Letzte Tische ergattern und sparen delinski - die neue Art essen zu gehen

Jetzt in München. In den besten Restaurants mit einem Rabatt von bis zu 30 % speisen. Foto: delinski

Ein innovatives System kommt nach München: delinski vermittelt frei gebliebene Tische in den besten Restaurants der Stadt – und davon profitieren alle. Der Gast darf sich über einen großzügigen Nachlass von bis zu 30 % freuen, der Lokalbetreiber über eine optimierte Auslastung. Schon über 50 Münchner Restaurants sind dabei.

Probier´s aus

München - Das Konzept ist völlig neu in München und bestechend einfach: delinski ist eine Online-Reservierungs-Plattform, auf der User frei gebliebene Tische in den besten Restaurants der Stadt buchen können.

Damit löst die Plattform gleich zwei Probleme auf einmal: Der Gast profitiert von bis zu 30 % Rabatt auf die Gesamtrechnung, während der Gastronom sich über eine höhere Auslastung und damit mehr Gewinn freuen kann.

Freie Tische im ausgebuchten Lokal bis zu 20 Minuten vor dem Essen buchen 

Ob schwacher Abend oder in letzter Minute geplatzte Reservierungen - selbst die besten Restaurants haben manchmal unbesetzte Tische.

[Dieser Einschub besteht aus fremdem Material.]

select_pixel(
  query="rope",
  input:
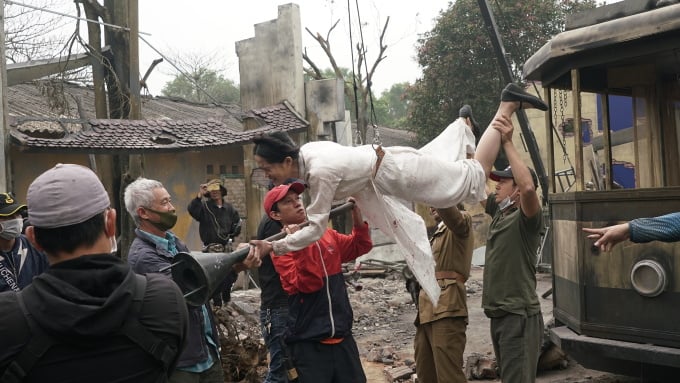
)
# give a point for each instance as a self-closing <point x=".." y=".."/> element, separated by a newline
<point x="372" y="115"/>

Deshalb kommen User auf delinski.com nicht nur zu günstigen Tischen, sondern können oft auch Plätze in sonst restlos ausgebuchten Lokalen ergattern - und das von 3 Monaten im Voraus bis zu 20 Minuten vor dem Essen.

delinski ist die Website für schlaue Feinschmecker und genussverliebte Entdecker. Denn bei einem Nachlass auf die Gesamtkonsumation (inklusive aller Getränke), sinkt die Hemmschwelle ein neues Restaurant zu probieren.

Ein weiterer Vorteil des innovativen Buchungssystems ist die diskrete Abwicklung im Lokal: Hier kommt man gänzlich ohne Gutscheine aus, denn der Nachlass wird einfach auf der Rechnung ausgewiesen und automatisch abgezogen.

Überhaupt will Geschäftsführer David Savasci sich klar von herkömmlichen Konzepten wie Groupon, Daily Deal und anderen abgrenzen: „Diesen Systemen ist es nie gelungen, eine für alle Beteiligten nachhaltige Lösung zu finden“, erklärt Savasci.

Anders bei delinski. Denn hier profitiert auch die Gastronomie. Zum einen bedeutet eine bessere Auslastung mehr Gewinn, zum anderen erschließt delinski den Restaurants neue Zielgruppen, vor allem auch jüngere. Und das ist wiederum gut fürs Geschäft.

delinski Konzept ist in Wien schon überaus erfolgreich

Dass dieser Plan aufgeht, beweist der Erfolg von delinski in Wien. Dort ist das System schon extrem erfolgreich. 2018 konnten etwa 250.000 Feinschmecker an über 370 Partner-Restaurants vermittelt werden. „Wir glauben, in München wird es genauso einschlagen“, freut sich der Geschäftsführer. „Seit Dezember 2018 sind wir in Gesprächen mit Münchner Gastronomen. Bis jetzt konnten wir schon 50 der besten Restaurants der Stadt mit unserem Konzept begeistern.“

So ist es bereits seit Ende Januar möglich, freie Tische im Paulaner am Nockherberg zu buchen. Auch das Pure Wine & Food oder das Blitz Restaurant werden für Reservierungen von Feinschmeckern zur Verfügung stehen und in der Nähe der Universität wartet das „The Italian Shot“ mit knuspriger Pizza auf Genießer. „Bis Ende 2019 wollen wir von 50 auf über 600 Partner-Restaurants wachsen“, sagt David Savasci.